Tumarkin is the first Israeli artist to represent the crucifixion theme, which is totally foreign to Jewish culture, and he is among the first to challenge collective values. The artist's opposition to collective values confused a society that in the early 1960s still formed an ideologically cohesive group. Moreover, Tumarkin's return to the human figure contradicted the abstract idiom that had allowed the previous generation of artists to escape the grip of ideologically determined subjects, like life and work on the kibbutz or the depiction of the land.

LEGACY

In his visual work and in his numerous verbal communications Tumarkin repeatedly insists on his dual origin and his divided allegiance. He is firmly committed to Western European culture and art, yet he is from the Middle East, he belongs to the region's open spaces, to the Mediterranean sun and sea; at the same time he carries in him the traditions that were formed in the great cities that lie overseas. In his autobiography, I Tumarkin (1981), the artist confesses that he is both from here and from there: "I do not feel a Jew and yet I am from here. Not from there. I feel no bond with Germany—the country, the landscape, the people. Yet my culture is mostly from there, not from here…. I am from the shores of the Mediterranean."

BIBLIOGRAPHY

"Belvoir, Tumarkin Sculpture Garden." Exhibition catalogue, Tel Aviv Museum of Art (1996).
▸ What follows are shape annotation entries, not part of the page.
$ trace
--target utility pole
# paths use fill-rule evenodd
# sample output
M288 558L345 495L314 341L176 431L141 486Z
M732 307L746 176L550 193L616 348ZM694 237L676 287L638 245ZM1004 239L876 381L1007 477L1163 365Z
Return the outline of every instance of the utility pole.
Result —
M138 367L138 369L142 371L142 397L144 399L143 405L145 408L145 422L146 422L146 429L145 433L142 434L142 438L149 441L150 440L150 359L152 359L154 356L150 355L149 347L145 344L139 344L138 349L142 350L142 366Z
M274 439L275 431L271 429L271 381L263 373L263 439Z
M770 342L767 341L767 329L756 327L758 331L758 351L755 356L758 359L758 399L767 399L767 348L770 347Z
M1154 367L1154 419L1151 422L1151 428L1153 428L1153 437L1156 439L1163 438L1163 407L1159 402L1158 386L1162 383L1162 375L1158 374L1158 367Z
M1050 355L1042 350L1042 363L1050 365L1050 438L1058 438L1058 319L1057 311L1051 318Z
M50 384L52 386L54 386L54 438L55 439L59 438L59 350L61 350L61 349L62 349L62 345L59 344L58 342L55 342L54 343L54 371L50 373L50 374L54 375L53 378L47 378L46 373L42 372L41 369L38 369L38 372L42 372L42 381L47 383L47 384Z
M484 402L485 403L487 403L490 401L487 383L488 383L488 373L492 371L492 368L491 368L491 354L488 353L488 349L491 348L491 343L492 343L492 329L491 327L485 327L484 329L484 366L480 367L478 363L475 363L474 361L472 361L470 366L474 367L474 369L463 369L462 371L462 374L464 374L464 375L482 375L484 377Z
Poseq, Avigdor W.G. "'To Be of One's Time': Technology and Inhumanity in Tumarkin." Hebrew University of Jerusalem. Available from http://www.tau.ac.il/arts/projects/PUB/assaph-art/assaph5/articles_assaph5/poseq.pdf.

"Tumarkin, Igael." Israeli Art Center, Israeli Museum, Jerusalem. Available from http://deadseascrolls.tv.

Tumarkin, Igael. Trees, Stones and Cloth in the Wind. Tel Aviv: Massada, 1981.

――――――. From Earth to Earth Art. Tel Aviv: Zemora-Bitan, 1989.

"Tumarkin: Sculptures 1957–1992." Exhibition catalogue, Tel Aviv Museum of Art (1992).